By Hannah Dykstra

After a very wet and cool winter, we are now beginning to welcome the joys of the sun that has been in hiding. If you have spent a summer in Redding, chances are that you’re preparing for it like it’s the zombie apocalypse. Kiddie pools, otter pops and personal spray misters for those scorching days at the “garage gym” should defiantly on the top of the must-have list. There is an inherit risk of danger to combining a grueling workout with high temperatures so here is what you need to know about hydration to stay safe and perform optimally throughout your summer fitness journey:

Dehydration and Performance

Dehydration occurs when more water and fluids are exiting the body than are entering. Think about the last CrossFit workout you did in which you left a “sweat angel” on the floor on just a moderately warm day. Your body has to be excreting a lot of water to be leaving an imprint of your entire body on the floor. If you cannot recall rehydrating your body, odds are you were dehydrated and probably still are. Sweat evaporation during a workout is a key thermoregulatory mechanism, but exercising to exhaustion when you have a fluid deficit can lead to many physical problems including fatigue and headaches. According to an article in the Journal of Sport Nutrition, exercise performance is impaired when an individual is dehydrated by as little as 2% of body weight. An excessive loss of 5% body weight can decrease work capacity by 30%. If you’re competitive in the gym and that doesn’t scare you enough, I don’t know what will.

How to Hydrate

For the average person, about 1/2 your body weight in ounces is an adequate but generalized calculation. For a person participating in physical activity, they need to drink that same amount of water plus an additional 16-20 more ounces per hour of activity. This, however, is a generalized calculation and personal differences and needs aren’t taken into account. For highly active athletes, water alone may not be enough for your body’s replenishment. This is where electrolytes come into account. 
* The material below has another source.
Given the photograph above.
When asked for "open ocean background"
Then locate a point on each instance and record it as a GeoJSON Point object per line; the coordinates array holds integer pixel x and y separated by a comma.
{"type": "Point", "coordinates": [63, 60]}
Electrolytes are chemical substances that dissolve into ions when diluted with water. These ions are  sodium, potassium, calcium, magnesium and chloride and become molecules that aid in the conduction of electrical impulses throughout the body. These impulses are responsible for muscle contraction and brain function. So a lack of electrolytes equals a lack of muscle work capacity! Some examples of electrolyte replenishment options are listed below:


Coconut Water

Coconut water is potentially one of the most natural forms of electrolyte rehydration, meaning it doesn’t contain chemical additives, dye or artificial sweeteners. Coconut water is high in electrolytes potassium, sodium and magnesium, but low in carbs unlike most sports drinks. 


Electrolyte Tablets

My go-to favorite electrolyte tablet is from the brand Nuun. It’s possibly one of the more simple ways to manage the water to electrolyte ratio within the body. All you have to do is drop a tablet into the recommended amount of water and wait until it is dissolved.


Salty Water

Salt is composed of 40% sodium and 60% chloride and when combined with water, it becomes an electrolyte. 


If you’re the type to dump puddles of sweat during your workout and leave behind full body sweat angels, consider your hydration and electrolyte daily intake. Especially with summer  coming, hydration is especially important but often forgotten about. Give water calculations a chance and be conscious of your work capacity during these tough workouts.